# Turks Head, Ripon November 2015



## TheUrbexPhantom (Nov 22, 2015)

From the Ripon Civic Society 2010 Ripon Civic Society Comment: LOW SKELLGATE'S HIDDEN CHARMS

"The Turk’s Head. The more you study it, the more interesting it is. The listing says it is ‘C18, altered in mid-C19’ – though its origins could be even earlier. Its curve-headed windows (now boarded up), and the moulded cornice that does a little hop over the door, are early 19th century. The moulded pair of doves on the upper story is mirrored in the cast-iron grill below. The whole place has (or at least had) a festive and welcoming air."

I didn't manage to get inside the pub, although the doors were brand new and open. Because I noticed there was a presence and that was squatters - this was because there was a light on the top of the staircase, temperature was a bit warmer than outside and two pairs of boots on a 'Welcome' mat.

I also took some photos of the back of the antique shop.


























Open window, I wonder why?





Squatters!
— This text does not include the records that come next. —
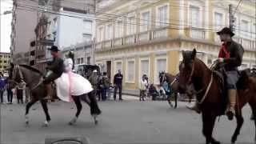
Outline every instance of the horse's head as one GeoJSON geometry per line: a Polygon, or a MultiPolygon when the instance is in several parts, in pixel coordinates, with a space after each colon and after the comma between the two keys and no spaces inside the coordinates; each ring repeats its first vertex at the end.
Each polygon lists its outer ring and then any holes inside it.
{"type": "Polygon", "coordinates": [[[160,71],[159,72],[159,82],[160,82],[160,85],[165,82],[166,79],[166,73],[164,71],[160,71]]]}
{"type": "Polygon", "coordinates": [[[180,93],[185,93],[188,86],[192,82],[191,78],[194,73],[194,60],[197,51],[182,51],[183,60],[179,66],[178,90],[180,93]]]}
{"type": "Polygon", "coordinates": [[[10,89],[14,89],[17,86],[24,85],[23,76],[18,65],[10,64],[9,69],[8,84],[10,89]]]}

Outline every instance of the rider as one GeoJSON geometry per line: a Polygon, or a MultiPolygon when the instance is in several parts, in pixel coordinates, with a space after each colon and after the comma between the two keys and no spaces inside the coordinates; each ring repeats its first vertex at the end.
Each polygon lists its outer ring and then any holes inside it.
{"type": "Polygon", "coordinates": [[[43,83],[46,87],[48,96],[53,99],[53,93],[50,82],[58,78],[64,72],[63,60],[60,58],[60,51],[58,46],[52,46],[50,49],[50,54],[53,56],[53,61],[50,65],[46,66],[46,70],[50,70],[51,73],[46,75],[46,78],[43,80],[43,83]]]}
{"type": "MultiPolygon", "coordinates": [[[[242,64],[244,50],[240,44],[232,40],[234,34],[231,29],[224,27],[221,31],[217,32],[217,34],[219,35],[221,41],[223,42],[218,54],[218,62],[225,65],[224,68],[226,74],[229,105],[226,114],[230,120],[232,120],[235,112],[236,83],[238,80],[238,67],[242,64]]],[[[200,112],[198,103],[191,109],[200,112]]]]}

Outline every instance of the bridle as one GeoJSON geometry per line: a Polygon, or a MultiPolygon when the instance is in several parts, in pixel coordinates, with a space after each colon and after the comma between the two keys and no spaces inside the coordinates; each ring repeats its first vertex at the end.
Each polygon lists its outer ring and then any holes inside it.
{"type": "Polygon", "coordinates": [[[14,82],[18,89],[25,89],[26,83],[24,81],[23,74],[22,74],[22,70],[20,70],[18,65],[14,66],[14,70],[12,71],[11,79],[9,81],[14,82]],[[19,82],[15,80],[18,74],[19,74],[19,77],[20,77],[19,82]]]}

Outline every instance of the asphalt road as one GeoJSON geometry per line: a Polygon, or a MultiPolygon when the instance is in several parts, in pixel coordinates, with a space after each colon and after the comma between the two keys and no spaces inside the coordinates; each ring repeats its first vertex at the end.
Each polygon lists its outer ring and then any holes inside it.
{"type": "MultiPolygon", "coordinates": [[[[68,122],[75,114],[74,103],[50,103],[52,121],[42,127],[45,115],[41,105],[30,109],[30,125],[25,125],[25,105],[1,105],[1,144],[44,144],[46,138],[80,137],[90,143],[204,143],[201,116],[179,102],[174,110],[166,102],[139,102],[138,98],[125,96],[124,101],[100,102],[102,114],[95,126],[89,107],[83,109],[74,126],[68,122]]],[[[250,109],[243,109],[244,126],[238,136],[239,143],[254,143],[254,126],[250,120],[250,109]]],[[[225,116],[216,122],[214,136],[223,143],[230,143],[235,121],[225,116]]]]}

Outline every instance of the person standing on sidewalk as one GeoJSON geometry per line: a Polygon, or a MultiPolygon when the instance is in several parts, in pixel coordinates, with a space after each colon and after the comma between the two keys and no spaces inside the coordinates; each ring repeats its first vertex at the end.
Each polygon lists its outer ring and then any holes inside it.
{"type": "Polygon", "coordinates": [[[140,83],[140,86],[139,86],[139,101],[142,101],[142,101],[144,101],[145,97],[146,97],[146,89],[148,87],[148,82],[146,79],[146,75],[143,74],[142,76],[142,79],[141,80],[141,83],[140,83]]]}
{"type": "Polygon", "coordinates": [[[119,92],[119,100],[122,100],[122,74],[121,74],[121,70],[118,70],[118,73],[116,74],[114,77],[114,100],[116,100],[117,91],[118,89],[119,92]]]}
{"type": "Polygon", "coordinates": [[[14,93],[9,86],[9,78],[6,79],[6,91],[7,91],[7,100],[9,104],[13,104],[14,93]]]}
{"type": "Polygon", "coordinates": [[[1,97],[1,103],[3,103],[3,93],[6,89],[6,79],[4,78],[2,73],[0,73],[0,97],[1,97]]]}

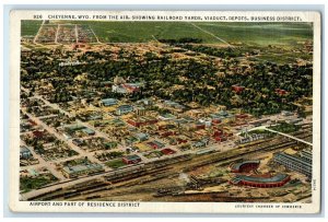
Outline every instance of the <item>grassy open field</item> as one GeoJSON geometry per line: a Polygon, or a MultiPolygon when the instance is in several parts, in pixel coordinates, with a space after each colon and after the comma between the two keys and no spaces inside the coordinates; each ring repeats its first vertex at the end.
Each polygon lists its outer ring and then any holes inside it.
{"type": "MultiPolygon", "coordinates": [[[[50,22],[58,23],[58,21],[50,22]]],[[[203,44],[223,44],[214,37],[216,36],[231,44],[294,45],[313,38],[313,26],[309,23],[195,22],[196,26],[188,22],[65,21],[65,23],[90,25],[103,43],[147,43],[154,38],[192,37],[201,38],[203,44]]],[[[35,35],[39,24],[39,21],[23,21],[22,35],[35,35]]]]}

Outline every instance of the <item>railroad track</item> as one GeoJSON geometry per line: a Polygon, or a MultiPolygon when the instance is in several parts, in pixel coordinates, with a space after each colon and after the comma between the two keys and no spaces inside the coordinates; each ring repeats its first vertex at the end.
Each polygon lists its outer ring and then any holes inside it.
{"type": "MultiPolygon", "coordinates": [[[[312,132],[308,131],[301,131],[301,132],[295,132],[293,136],[300,137],[301,139],[304,139],[306,137],[311,137],[312,132]]],[[[282,138],[283,139],[283,138],[282,138]]],[[[176,174],[179,171],[184,172],[189,172],[195,168],[206,166],[209,164],[218,163],[218,162],[226,162],[226,161],[235,161],[236,159],[249,156],[254,153],[260,152],[260,153],[266,153],[266,152],[271,152],[274,150],[280,150],[284,149],[291,145],[296,144],[296,141],[289,141],[288,139],[283,139],[281,141],[281,138],[278,139],[277,141],[260,141],[255,144],[251,144],[250,147],[247,148],[247,145],[243,145],[242,149],[236,149],[239,152],[230,154],[230,155],[223,155],[223,153],[212,153],[209,155],[201,155],[201,156],[191,156],[191,155],[186,155],[186,156],[177,156],[173,160],[165,160],[162,162],[154,162],[154,163],[147,163],[147,164],[141,164],[137,167],[133,167],[132,170],[124,170],[110,174],[105,174],[103,175],[103,178],[105,182],[99,183],[94,186],[82,186],[81,188],[68,188],[68,189],[58,189],[55,191],[51,191],[50,194],[43,194],[38,195],[36,197],[30,198],[28,200],[54,200],[54,199],[70,199],[70,198],[75,198],[79,196],[83,196],[81,199],[87,198],[87,200],[94,199],[87,195],[93,195],[95,198],[99,198],[98,195],[95,195],[96,192],[104,191],[104,190],[110,190],[114,188],[119,188],[119,187],[130,187],[134,186],[136,182],[133,179],[139,180],[142,184],[142,179],[147,179],[148,182],[159,179],[156,176],[161,172],[165,172],[165,176],[169,176],[171,174],[176,174]],[[268,144],[269,143],[269,144],[268,144]],[[247,148],[247,149],[246,149],[247,148]],[[246,150],[245,150],[246,149],[246,150]],[[245,152],[242,152],[245,151],[245,152]],[[181,163],[184,162],[184,165],[186,166],[180,166],[177,165],[176,163],[181,163]],[[188,163],[190,162],[190,163],[188,163]],[[151,178],[153,177],[153,178],[151,178]],[[126,182],[126,183],[125,183],[126,182]],[[122,184],[120,184],[122,183],[122,184]],[[116,185],[117,184],[117,185],[116,185]],[[120,185],[118,185],[120,184],[120,185]],[[86,196],[86,197],[85,197],[86,196]]],[[[138,184],[138,183],[137,183],[138,184]]],[[[77,185],[75,185],[77,186],[77,185]]]]}

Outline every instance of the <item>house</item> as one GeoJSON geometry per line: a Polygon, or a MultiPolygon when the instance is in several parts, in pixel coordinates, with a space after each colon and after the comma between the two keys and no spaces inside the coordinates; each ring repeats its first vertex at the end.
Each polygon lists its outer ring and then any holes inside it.
{"type": "Polygon", "coordinates": [[[75,144],[78,147],[83,145],[83,143],[84,143],[83,140],[81,140],[81,139],[73,139],[72,142],[73,142],[73,144],[75,144]]]}
{"type": "Polygon", "coordinates": [[[173,120],[173,119],[176,119],[176,116],[174,116],[174,115],[172,115],[172,114],[161,114],[161,115],[159,116],[159,118],[160,118],[161,120],[166,121],[166,120],[173,120]]]}
{"type": "Polygon", "coordinates": [[[174,154],[176,153],[176,151],[169,149],[169,148],[165,148],[163,150],[161,150],[161,153],[165,154],[165,155],[171,155],[171,154],[174,154]]]}
{"type": "Polygon", "coordinates": [[[89,128],[84,128],[82,129],[82,131],[87,135],[87,136],[94,136],[95,135],[95,131],[92,130],[92,129],[89,129],[89,128]]]}
{"type": "Polygon", "coordinates": [[[139,132],[139,133],[136,133],[134,137],[140,141],[145,141],[148,140],[149,136],[147,133],[143,133],[143,132],[139,132]]]}
{"type": "Polygon", "coordinates": [[[145,115],[145,108],[143,106],[136,106],[134,112],[138,116],[144,116],[145,115]]]}
{"type": "Polygon", "coordinates": [[[122,157],[122,162],[126,164],[136,164],[141,162],[141,157],[139,155],[127,155],[122,157]]]}
{"type": "Polygon", "coordinates": [[[80,164],[74,166],[65,166],[62,167],[61,172],[68,178],[75,178],[81,175],[96,174],[96,173],[104,172],[104,168],[101,164],[91,163],[91,164],[80,164]]]}
{"type": "Polygon", "coordinates": [[[288,93],[285,90],[281,90],[281,89],[276,89],[274,91],[279,95],[285,95],[288,93]]]}
{"type": "Polygon", "coordinates": [[[28,150],[28,148],[21,147],[20,148],[20,159],[30,159],[32,156],[32,152],[28,150]]]}
{"type": "Polygon", "coordinates": [[[116,98],[104,98],[99,102],[101,106],[114,106],[117,105],[118,101],[116,98]]]}
{"type": "Polygon", "coordinates": [[[236,93],[241,93],[245,90],[245,86],[241,86],[241,85],[232,85],[232,90],[236,93]]]}
{"type": "Polygon", "coordinates": [[[133,110],[133,107],[130,105],[121,105],[116,109],[116,115],[121,116],[133,110]]]}
{"type": "Polygon", "coordinates": [[[148,145],[150,145],[152,149],[154,150],[157,150],[157,149],[161,149],[161,148],[164,148],[165,145],[156,140],[153,140],[151,142],[148,142],[147,143],[148,145]]]}
{"type": "Polygon", "coordinates": [[[37,138],[37,139],[43,138],[44,131],[35,130],[35,131],[33,131],[33,136],[34,136],[34,138],[37,138]]]}

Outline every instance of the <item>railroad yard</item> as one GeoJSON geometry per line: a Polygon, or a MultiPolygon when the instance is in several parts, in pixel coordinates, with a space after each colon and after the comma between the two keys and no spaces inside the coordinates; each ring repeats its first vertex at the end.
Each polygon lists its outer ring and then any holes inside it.
{"type": "Polygon", "coordinates": [[[34,34],[21,200],[312,201],[311,39],[288,46],[308,57],[276,63],[262,56],[284,46],[108,44],[92,24],[51,21],[34,34]]]}

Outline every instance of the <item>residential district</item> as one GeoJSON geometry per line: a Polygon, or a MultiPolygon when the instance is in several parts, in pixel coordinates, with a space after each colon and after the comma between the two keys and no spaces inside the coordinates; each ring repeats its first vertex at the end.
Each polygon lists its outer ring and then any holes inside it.
{"type": "Polygon", "coordinates": [[[22,200],[311,202],[311,61],[54,27],[22,38],[22,200]]]}

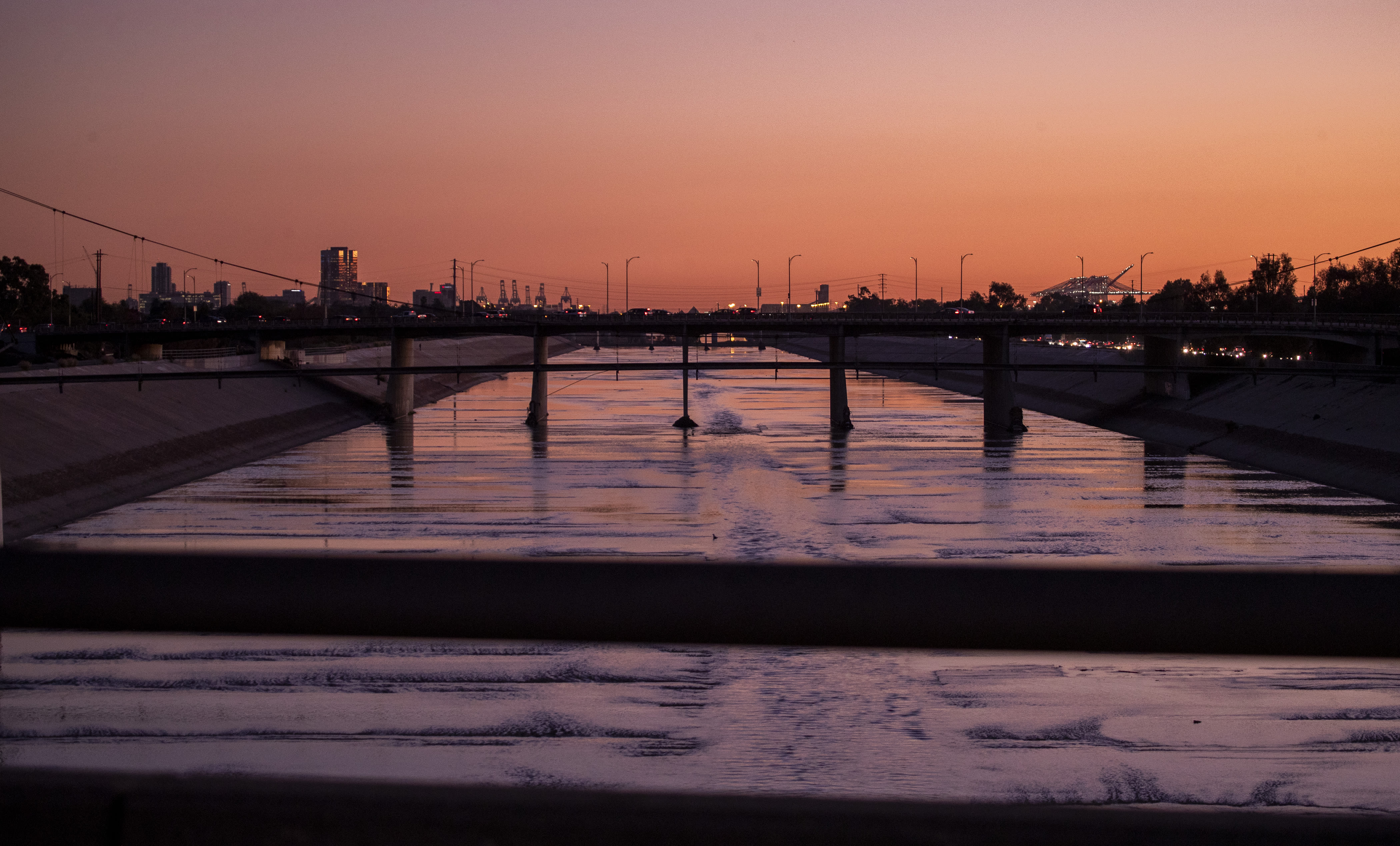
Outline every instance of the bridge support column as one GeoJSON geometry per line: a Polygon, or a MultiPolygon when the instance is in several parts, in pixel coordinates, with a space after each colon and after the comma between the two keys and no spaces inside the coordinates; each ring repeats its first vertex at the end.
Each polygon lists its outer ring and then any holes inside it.
{"type": "Polygon", "coordinates": [[[671,424],[678,429],[693,429],[696,421],[690,420],[690,330],[680,327],[680,420],[671,424]]]}
{"type": "MultiPolygon", "coordinates": [[[[1183,337],[1154,337],[1142,338],[1142,364],[1149,366],[1175,366],[1182,361],[1183,337]]],[[[1191,382],[1186,373],[1142,373],[1142,387],[1147,393],[1158,397],[1173,397],[1177,400],[1191,399],[1191,382]]]]}
{"type": "Polygon", "coordinates": [[[830,348],[826,361],[839,364],[832,368],[832,428],[854,429],[851,422],[851,407],[846,401],[846,333],[837,329],[830,337],[830,348]]]}
{"type": "MultiPolygon", "coordinates": [[[[991,334],[981,336],[981,364],[1011,364],[1011,336],[1007,334],[1005,327],[994,329],[991,334]]],[[[1023,431],[1025,426],[1012,429],[1011,408],[1015,404],[1011,373],[1008,371],[983,371],[981,425],[1002,432],[1023,431]]]]}
{"type": "MultiPolygon", "coordinates": [[[[389,341],[389,366],[413,366],[413,338],[398,334],[393,336],[389,341]]],[[[399,420],[413,414],[413,375],[389,375],[389,396],[386,399],[389,404],[389,417],[392,420],[399,420]]]]}
{"type": "Polygon", "coordinates": [[[1365,359],[1362,359],[1364,364],[1372,366],[1380,366],[1382,364],[1385,364],[1386,350],[1382,345],[1383,340],[1385,338],[1382,338],[1380,336],[1371,336],[1371,344],[1366,345],[1366,357],[1365,359]]]}
{"type": "Polygon", "coordinates": [[[549,421],[549,336],[535,329],[535,375],[529,387],[529,408],[525,413],[526,426],[542,426],[549,421]]]}

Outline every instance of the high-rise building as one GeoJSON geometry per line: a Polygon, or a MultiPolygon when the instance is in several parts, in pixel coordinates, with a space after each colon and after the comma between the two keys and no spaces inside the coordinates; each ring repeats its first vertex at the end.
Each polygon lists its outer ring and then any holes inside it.
{"type": "Polygon", "coordinates": [[[321,301],[350,302],[360,292],[360,250],[333,246],[321,250],[321,301]]]}
{"type": "Polygon", "coordinates": [[[175,282],[171,281],[171,266],[157,261],[151,267],[151,294],[155,296],[175,296],[175,282]]]}

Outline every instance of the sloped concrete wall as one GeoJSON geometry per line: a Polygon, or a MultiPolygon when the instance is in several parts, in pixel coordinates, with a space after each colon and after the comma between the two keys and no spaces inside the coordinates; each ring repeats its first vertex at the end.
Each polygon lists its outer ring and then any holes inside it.
{"type": "MultiPolygon", "coordinates": [[[[531,338],[507,336],[416,343],[421,344],[420,365],[526,364],[533,355],[531,338]]],[[[552,355],[577,348],[563,338],[550,341],[552,355]]],[[[388,366],[388,347],[354,350],[346,364],[372,365],[381,357],[388,366]]],[[[109,373],[137,369],[185,368],[171,362],[102,366],[109,373]]],[[[377,420],[385,383],[374,376],[316,379],[307,371],[300,380],[288,373],[286,379],[230,379],[223,387],[199,380],[147,382],[140,389],[134,383],[66,385],[63,393],[53,385],[0,389],[4,541],[377,420]]],[[[420,376],[414,404],[427,406],[496,378],[420,376]]]]}
{"type": "MultiPolygon", "coordinates": [[[[263,365],[272,366],[272,365],[263,365]]],[[[125,369],[182,371],[161,362],[125,369]]],[[[363,425],[333,392],[287,379],[8,387],[0,393],[6,543],[363,425]]]]}
{"type": "MultiPolygon", "coordinates": [[[[825,338],[778,344],[826,359],[825,338]]],[[[850,341],[848,361],[981,361],[981,341],[879,338],[850,341]]],[[[1012,344],[1025,364],[1141,364],[1134,354],[1012,344]]],[[[878,371],[882,376],[981,396],[976,372],[878,371]]],[[[1137,373],[1029,373],[1014,383],[1016,404],[1145,440],[1242,461],[1400,502],[1400,386],[1296,373],[1225,376],[1189,400],[1148,396],[1137,373]]],[[[860,417],[860,410],[853,408],[860,417]]],[[[1033,438],[1032,431],[1028,436],[1033,438]]]]}

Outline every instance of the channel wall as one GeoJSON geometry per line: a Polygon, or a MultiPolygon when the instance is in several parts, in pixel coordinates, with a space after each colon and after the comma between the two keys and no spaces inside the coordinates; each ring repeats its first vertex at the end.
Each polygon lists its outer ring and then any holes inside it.
{"type": "MultiPolygon", "coordinates": [[[[531,338],[416,341],[416,365],[526,364],[531,338]]],[[[552,354],[577,348],[559,340],[552,354]]],[[[353,350],[344,366],[379,362],[389,347],[353,350]]],[[[279,364],[260,364],[281,369],[279,364]]],[[[329,365],[336,366],[336,365],[329,365]]],[[[90,372],[182,372],[171,362],[88,365],[90,372]]],[[[38,375],[45,371],[29,371],[38,375]]],[[[0,503],[11,543],[78,517],[382,418],[374,376],[67,383],[0,387],[0,503]]],[[[8,371],[6,376],[22,376],[8,371]]],[[[414,406],[494,375],[420,376],[414,406]]],[[[521,410],[524,420],[525,410],[521,410]]]]}
{"type": "MultiPolygon", "coordinates": [[[[827,361],[825,337],[776,345],[827,361]]],[[[1141,352],[1011,348],[1012,364],[1142,364],[1141,352]]],[[[847,340],[846,355],[857,362],[980,362],[981,341],[861,337],[847,340]]],[[[874,372],[969,396],[983,390],[980,372],[874,372]]],[[[1021,372],[1015,379],[1022,408],[1400,502],[1400,386],[1393,383],[1305,371],[1257,379],[1222,373],[1182,400],[1148,394],[1141,373],[1021,372]]],[[[860,408],[851,414],[860,425],[860,408]]],[[[1033,438],[1033,428],[1025,436],[1033,438]]]]}

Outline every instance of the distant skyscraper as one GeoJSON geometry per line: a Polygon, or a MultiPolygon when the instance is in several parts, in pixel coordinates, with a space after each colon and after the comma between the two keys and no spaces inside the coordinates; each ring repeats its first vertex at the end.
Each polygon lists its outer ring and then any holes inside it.
{"type": "Polygon", "coordinates": [[[321,301],[350,302],[360,292],[360,250],[333,246],[321,250],[321,301]]]}
{"type": "Polygon", "coordinates": [[[151,267],[151,294],[155,296],[175,296],[175,282],[171,281],[171,266],[158,261],[151,267]]]}

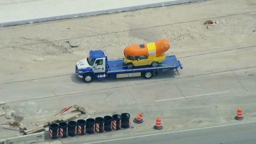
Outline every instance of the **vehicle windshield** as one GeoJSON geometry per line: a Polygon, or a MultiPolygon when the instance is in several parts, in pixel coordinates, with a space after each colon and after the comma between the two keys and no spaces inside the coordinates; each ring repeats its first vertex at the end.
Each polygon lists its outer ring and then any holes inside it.
{"type": "Polygon", "coordinates": [[[95,61],[95,59],[93,59],[90,55],[87,58],[87,61],[90,65],[93,66],[94,63],[94,61],[95,61]]]}
{"type": "Polygon", "coordinates": [[[125,54],[125,58],[127,58],[127,59],[128,60],[134,60],[134,58],[133,58],[133,56],[127,55],[126,54],[125,54]]]}

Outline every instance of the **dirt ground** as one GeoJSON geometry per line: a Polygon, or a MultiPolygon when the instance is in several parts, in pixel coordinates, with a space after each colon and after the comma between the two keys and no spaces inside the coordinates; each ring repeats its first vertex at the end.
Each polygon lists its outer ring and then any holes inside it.
{"type": "MultiPolygon", "coordinates": [[[[16,85],[18,82],[72,75],[74,72],[75,63],[86,57],[91,49],[106,49],[110,59],[121,58],[123,49],[128,45],[166,38],[171,44],[166,54],[175,54],[178,58],[186,58],[255,46],[256,30],[256,2],[253,0],[203,1],[91,17],[1,28],[0,96],[6,94],[1,93],[1,91],[6,89],[8,85],[13,84],[14,89],[22,89],[16,85]],[[213,21],[213,24],[205,24],[205,20],[209,19],[213,21]]],[[[244,53],[248,52],[244,51],[244,53]]],[[[250,54],[256,55],[256,54],[250,54]]],[[[226,57],[227,61],[231,59],[240,61],[239,54],[238,52],[230,52],[229,55],[219,55],[218,58],[223,56],[226,57]]],[[[210,59],[214,59],[211,57],[210,59]]],[[[186,66],[190,64],[189,63],[196,62],[199,65],[200,61],[191,59],[183,64],[186,66]]],[[[214,61],[216,63],[219,62],[218,59],[214,61]]],[[[197,66],[191,67],[197,70],[197,66]]],[[[182,70],[186,70],[185,67],[182,70]]],[[[61,80],[56,80],[61,82],[61,80]]],[[[47,82],[44,83],[47,83],[47,82]]],[[[32,89],[35,86],[35,85],[31,86],[32,89]]],[[[14,90],[12,94],[19,95],[15,93],[14,90]]],[[[29,93],[24,94],[29,95],[31,94],[29,93]]],[[[46,95],[38,93],[38,96],[46,95]]],[[[5,97],[8,96],[4,96],[5,97]]],[[[8,100],[13,101],[15,99],[3,100],[6,100],[8,104],[10,102],[8,100]]],[[[38,109],[36,106],[38,101],[29,102],[33,103],[35,108],[38,109]]],[[[21,103],[17,102],[19,104],[21,103]]],[[[133,105],[129,106],[131,106],[133,105]]],[[[35,109],[27,109],[21,106],[16,108],[17,109],[13,110],[18,112],[18,116],[23,117],[28,115],[28,113],[32,115],[35,112],[35,109]]],[[[52,114],[58,110],[45,112],[44,114],[52,114]]],[[[164,115],[168,117],[167,114],[164,115]]],[[[186,116],[186,114],[184,115],[186,116]]],[[[0,119],[1,122],[6,120],[3,116],[0,119]]],[[[195,118],[193,121],[200,120],[195,118]]],[[[204,126],[210,125],[211,122],[204,123],[204,126]]],[[[176,126],[176,129],[181,127],[179,125],[176,126]]]]}

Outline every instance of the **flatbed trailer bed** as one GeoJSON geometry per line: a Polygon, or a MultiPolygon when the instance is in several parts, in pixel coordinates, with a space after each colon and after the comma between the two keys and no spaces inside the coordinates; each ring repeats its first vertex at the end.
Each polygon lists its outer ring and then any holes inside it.
{"type": "Polygon", "coordinates": [[[151,65],[136,67],[128,69],[124,66],[122,58],[109,60],[108,61],[109,68],[107,74],[111,77],[112,75],[120,74],[142,72],[147,71],[154,71],[162,70],[171,70],[180,68],[182,69],[182,65],[179,61],[177,60],[175,55],[166,55],[166,59],[156,67],[151,65]]]}

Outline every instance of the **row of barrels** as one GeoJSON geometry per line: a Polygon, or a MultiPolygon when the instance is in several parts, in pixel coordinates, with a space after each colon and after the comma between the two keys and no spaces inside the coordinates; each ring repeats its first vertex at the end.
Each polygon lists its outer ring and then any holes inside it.
{"type": "Polygon", "coordinates": [[[77,134],[92,134],[95,132],[101,133],[118,130],[121,128],[129,128],[130,123],[130,114],[123,113],[121,115],[106,115],[95,119],[89,118],[69,121],[67,123],[54,123],[49,127],[49,138],[55,139],[59,137],[65,138],[77,134]]]}

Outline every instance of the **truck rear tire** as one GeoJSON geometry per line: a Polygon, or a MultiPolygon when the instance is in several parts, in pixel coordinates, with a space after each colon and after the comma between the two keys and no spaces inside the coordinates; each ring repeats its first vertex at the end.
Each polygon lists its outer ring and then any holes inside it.
{"type": "Polygon", "coordinates": [[[158,63],[156,61],[153,61],[152,62],[152,64],[151,64],[151,65],[153,67],[156,67],[158,65],[158,63]]]}
{"type": "Polygon", "coordinates": [[[144,76],[144,77],[148,79],[152,77],[153,76],[153,73],[152,71],[146,71],[143,72],[143,75],[144,76]]]}
{"type": "Polygon", "coordinates": [[[83,77],[83,79],[86,83],[91,82],[93,80],[93,75],[90,74],[86,74],[83,77]]]}

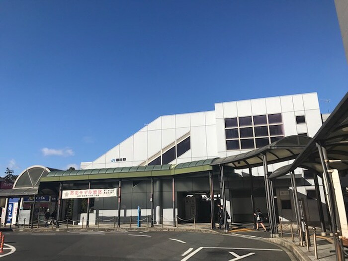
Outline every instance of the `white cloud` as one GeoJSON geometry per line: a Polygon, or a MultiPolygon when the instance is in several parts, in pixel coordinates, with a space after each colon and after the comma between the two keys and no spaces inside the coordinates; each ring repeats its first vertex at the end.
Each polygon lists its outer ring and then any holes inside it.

This light was off earlier!

------------------------------------------------------------------------------------------------------------





This is the back of the antique shop... taken slightly earlier

























Thanks for looking! 

Yours

URBEX PHANTOM


----------



## smiler (Nov 22, 2015)

Makes sense, they wouldn't have appreciated being woken at the crack of dawn, I liked it, Thanks 6


----------



## TheUrbexPhantom (Nov 22, 2015)

It wasn't at the crack of dawn though, it was at dusk


----------